Your home for all things gravy. Turkey gravy, beef gravy, whatever you got. 
Get cookin'

----------


## mr2mike

You're realming into 
@ZenOps
 territory with this start except no link behind a paywall.

----------


## killramos

You know club house packets are delicious right?

----------


## G-ZUS

White bag from costco

----------


## Twin_Cam_Turbo

Some gravies are better than others but I’ll never turn down gravy.

----------


## ExtraSlow

> You know club house packets are delicious right?



I accept all forms of gravy, even those "from a packet" kind. I too shall never turn down a gravy.

----------


## BavarianBeast

Just add flour, water and triple boil it in your meat juices

----------


## SJW

> You know club house packets are delicious right?



This is how we roll at my house. Who has time to make real gravy?

----------


## DonJuan

I understand gravy in most situations. For turkey gravy << cranberry sauce

----------


## ExtraSlow

> I understand gravy in most situations. For turkey gravy << cranberry sauce



What kind of weirdo would choose between those options? Jesus what a sad life.

----------


## G-ZUS

what all do you guys put gravy on?

----------


## DonJuan

> What kind of weirdo would choose between those options? Jesus what a sad life.



Dahmer used to mix gravy and cranberry sauce... probably

----------


## ExtraSlow

I'm not saying you need to mix on each forkful, but having both on your plate is the correct path.

----------


## ercchry

A gravy bordering on an au jus is idea for the white meat, then you can still add your cranberries but cranberry chutney > sauce

----------


## killramos

> what all do you guys put gravy on?



Mashed Potatoes

- - - Updated - - -




> What kind of weirdo would choose between those options? Jesus what a sad life.



This

----------


## ExtraSlow

This.

----------


## CompletelyNumb

That

----------


## Swank

Kfc

----------


## SJW

Cranberry sauce can fuck right off. That sour bullshit has no place in my house.

There. I said it.

----------


## G-ZUS

> Cranberry sauce can fuck right off. That sour bullshit has no place in my house.
> 
> There. I said it.



+1

----------


## suntan

I don't mind cranberry sauce, but it has to be homemade. The canned stuff is heinous.

----------


## kenny

Too lazy to make gravy these days, instead we just buy Popeyes "gravy" for our mashed potatoes. 

When we did make gravy from scratch we would dump a packet of instant french onion soup mix into it.  :Drool:

----------


## killramos

I also like Kraft Stovetop stuffing for what it’s worth.

----------


## DonJuan

> I don't mind cranberry sauce, but it has to be homemade. The canned stuff is heinous.
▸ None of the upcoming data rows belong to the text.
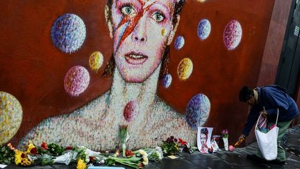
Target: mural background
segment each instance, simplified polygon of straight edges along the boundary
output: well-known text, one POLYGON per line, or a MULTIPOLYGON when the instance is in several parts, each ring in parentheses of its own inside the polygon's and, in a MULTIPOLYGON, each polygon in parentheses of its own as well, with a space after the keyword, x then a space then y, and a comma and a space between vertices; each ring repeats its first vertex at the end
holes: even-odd
MULTIPOLYGON (((112 42, 105 22, 106 1, 6 1, 0 6, 0 90, 14 95, 23 108, 21 127, 10 142, 19 140, 43 119, 68 113, 110 88, 111 79, 102 79, 104 66, 96 73, 88 69, 90 85, 79 97, 69 96, 64 89, 67 70, 77 65, 89 67, 88 59, 95 51, 102 53, 106 65, 112 52, 112 42), (82 47, 70 54, 53 44, 50 32, 56 19, 74 13, 85 22, 86 38, 82 47)), ((229 130, 229 140, 240 134, 247 107, 238 102, 238 91, 247 84, 256 85, 274 1, 207 0, 201 3, 187 1, 181 15, 177 35, 185 45, 176 50, 171 45, 169 65, 171 86, 158 84, 158 94, 175 110, 185 113, 188 101, 198 93, 208 97, 211 110, 206 127, 214 134, 229 130), (199 22, 208 19, 212 26, 205 40, 197 36, 199 22), (228 51, 223 42, 227 23, 238 20, 242 29, 238 47, 228 51), (193 72, 179 81, 177 65, 184 58, 193 63, 193 72)), ((176 38, 175 37, 175 38, 176 38)))

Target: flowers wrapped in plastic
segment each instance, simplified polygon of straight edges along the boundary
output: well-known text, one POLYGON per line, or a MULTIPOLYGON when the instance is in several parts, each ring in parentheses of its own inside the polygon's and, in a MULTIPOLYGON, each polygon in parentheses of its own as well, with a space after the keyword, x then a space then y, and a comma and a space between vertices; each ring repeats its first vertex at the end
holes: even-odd
POLYGON ((226 151, 228 150, 228 129, 224 129, 222 131, 222 139, 224 143, 224 149, 226 151))
POLYGON ((148 159, 152 161, 161 161, 163 158, 162 150, 160 147, 142 149, 148 154, 148 159))
POLYGON ((119 139, 120 143, 122 146, 122 155, 126 156, 126 143, 129 138, 129 135, 128 134, 128 125, 120 125, 119 127, 119 139))

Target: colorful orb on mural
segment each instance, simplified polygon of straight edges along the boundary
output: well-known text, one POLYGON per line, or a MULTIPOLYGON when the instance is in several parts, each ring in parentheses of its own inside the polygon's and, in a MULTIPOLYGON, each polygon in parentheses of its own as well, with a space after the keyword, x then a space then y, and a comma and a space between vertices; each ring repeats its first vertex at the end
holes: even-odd
POLYGON ((130 101, 125 106, 124 109, 123 115, 125 120, 130 122, 134 118, 138 115, 138 104, 135 101, 130 101))
POLYGON ((19 101, 8 92, 0 92, 0 145, 15 136, 20 127, 22 115, 19 101))
POLYGON ((233 50, 240 44, 242 39, 242 26, 236 20, 228 23, 223 33, 225 47, 228 50, 233 50))
POLYGON ((89 63, 92 70, 97 72, 102 66, 103 62, 103 56, 99 51, 94 51, 90 56, 89 63))
POLYGON ((192 74, 193 65, 192 61, 185 58, 181 60, 177 67, 177 73, 179 80, 185 81, 192 74))
POLYGON ((206 40, 210 33, 211 26, 210 22, 203 19, 198 24, 197 34, 199 38, 203 40, 206 40))
POLYGON ((185 111, 188 124, 192 129, 196 129, 201 127, 208 118, 210 102, 207 96, 198 94, 190 100, 185 111))
POLYGON ((172 76, 169 74, 167 74, 165 75, 165 77, 162 78, 162 86, 164 88, 167 88, 171 85, 172 83, 172 76))
POLYGON ((57 48, 71 54, 83 44, 85 33, 85 25, 81 18, 74 14, 67 13, 54 22, 51 35, 57 48))
POLYGON ((178 35, 175 40, 174 47, 175 49, 179 50, 183 48, 185 43, 184 38, 183 36, 178 35))
POLYGON ((65 77, 65 90, 71 96, 78 96, 90 83, 90 74, 80 65, 72 67, 65 77))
People who plop canned cranberry gelatin in a bowl and serve it are the worst.

----------


## SJW

> People who plop canned cranberry gelatin in a bowl and serve it are the worst.



I don't care where it comes from. If someone brings it to my house there will be hands thrown.

----------


## DonJuan

Cranberry sauced turkey and throwin' hands seems to go well together too.

----------


## Ca_Silvia13

Had a poutine for lunch. Gravy was decent but the sleepy regret is setting in...

----------


## Swank

> Had a poutine for lunch. Gravy was decent but the sleepy regret is setting in...
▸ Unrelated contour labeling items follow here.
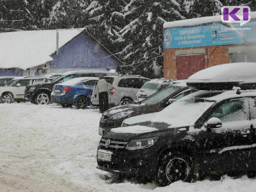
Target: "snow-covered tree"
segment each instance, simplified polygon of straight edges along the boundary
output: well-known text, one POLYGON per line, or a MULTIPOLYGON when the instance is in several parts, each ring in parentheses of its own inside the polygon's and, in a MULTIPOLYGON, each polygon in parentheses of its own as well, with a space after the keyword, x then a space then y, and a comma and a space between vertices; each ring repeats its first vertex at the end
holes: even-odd
POLYGON ((0 32, 30 28, 31 13, 27 0, 0 0, 0 32))
POLYGON ((133 0, 127 4, 120 13, 126 25, 115 41, 125 45, 120 55, 126 66, 119 66, 119 71, 151 78, 163 76, 163 25, 185 19, 180 6, 174 0, 133 0))
POLYGON ((84 13, 88 6, 86 0, 56 1, 47 19, 46 27, 52 29, 83 27, 87 24, 88 18, 84 13))

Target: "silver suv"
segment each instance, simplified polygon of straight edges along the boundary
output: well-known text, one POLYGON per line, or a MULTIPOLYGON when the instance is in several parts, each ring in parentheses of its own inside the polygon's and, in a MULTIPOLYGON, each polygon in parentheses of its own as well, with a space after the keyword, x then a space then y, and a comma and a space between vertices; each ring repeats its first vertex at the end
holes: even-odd
MULTIPOLYGON (((150 80, 140 75, 109 75, 103 78, 112 84, 112 90, 108 96, 110 107, 134 103, 139 90, 146 82, 150 80)), ((98 96, 95 98, 92 93, 91 100, 93 105, 98 104, 98 96)))

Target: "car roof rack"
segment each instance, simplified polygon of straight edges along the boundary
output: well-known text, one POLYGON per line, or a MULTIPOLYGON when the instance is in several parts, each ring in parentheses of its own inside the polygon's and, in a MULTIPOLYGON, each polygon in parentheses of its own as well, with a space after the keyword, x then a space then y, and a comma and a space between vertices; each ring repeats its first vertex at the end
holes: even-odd
POLYGON ((142 76, 140 75, 121 75, 121 76, 133 76, 135 77, 142 77, 142 76))

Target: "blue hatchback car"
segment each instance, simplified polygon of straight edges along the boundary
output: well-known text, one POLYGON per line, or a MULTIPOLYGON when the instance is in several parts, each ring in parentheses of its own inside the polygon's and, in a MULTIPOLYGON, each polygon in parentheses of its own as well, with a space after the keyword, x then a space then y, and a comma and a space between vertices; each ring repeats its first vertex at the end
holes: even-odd
POLYGON ((51 100, 63 107, 74 105, 78 109, 85 109, 92 104, 91 96, 98 80, 98 77, 78 77, 56 84, 51 94, 51 100))

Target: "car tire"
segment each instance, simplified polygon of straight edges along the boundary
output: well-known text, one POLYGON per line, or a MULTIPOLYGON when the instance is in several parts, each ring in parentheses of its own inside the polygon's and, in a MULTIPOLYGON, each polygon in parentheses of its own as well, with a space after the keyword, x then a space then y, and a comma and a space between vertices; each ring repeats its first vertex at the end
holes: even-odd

Have a beer and enjoy the best sleep ever.

----------


## asp integra

Mushroom Gravy > all other gravy.

Now, if we're talking 'sauce', it's Chalet Sauce all day long

----------


## Kloubek

You know, I was thinking just last week: "We need another MEGA thread. What topic is worthy of such?"

And be damned if you didn't figure it out, ExtraSlow. Gravy. It's all about the gravy.

In an effort to participate, I'll just mention that my sister-in-law wanted to handle the gravy-making duties during a Thanksgiving many years ago. She essentially just took the oil runoff from the turkey, added some salt and pepper, and that was her "famous gravy". Essentially, it was just oil which was about as pleasant as it sounds. I mean, at least thicken it up for Christ's sake.

Gravy. It's serious business.

----------


## ExtraSlow

> You know, I was thinking just last week: "We need another MEGA thread. What topic is worthy of such?"
> 
> And be damned if you didn't figure it out, ExtraSlow. Gravy. It's all about the gravy.
> 
> Gravy. It's serious business.



I'm quoting this as a self-flex. Thanks 
@Kloubek
 bro!

----------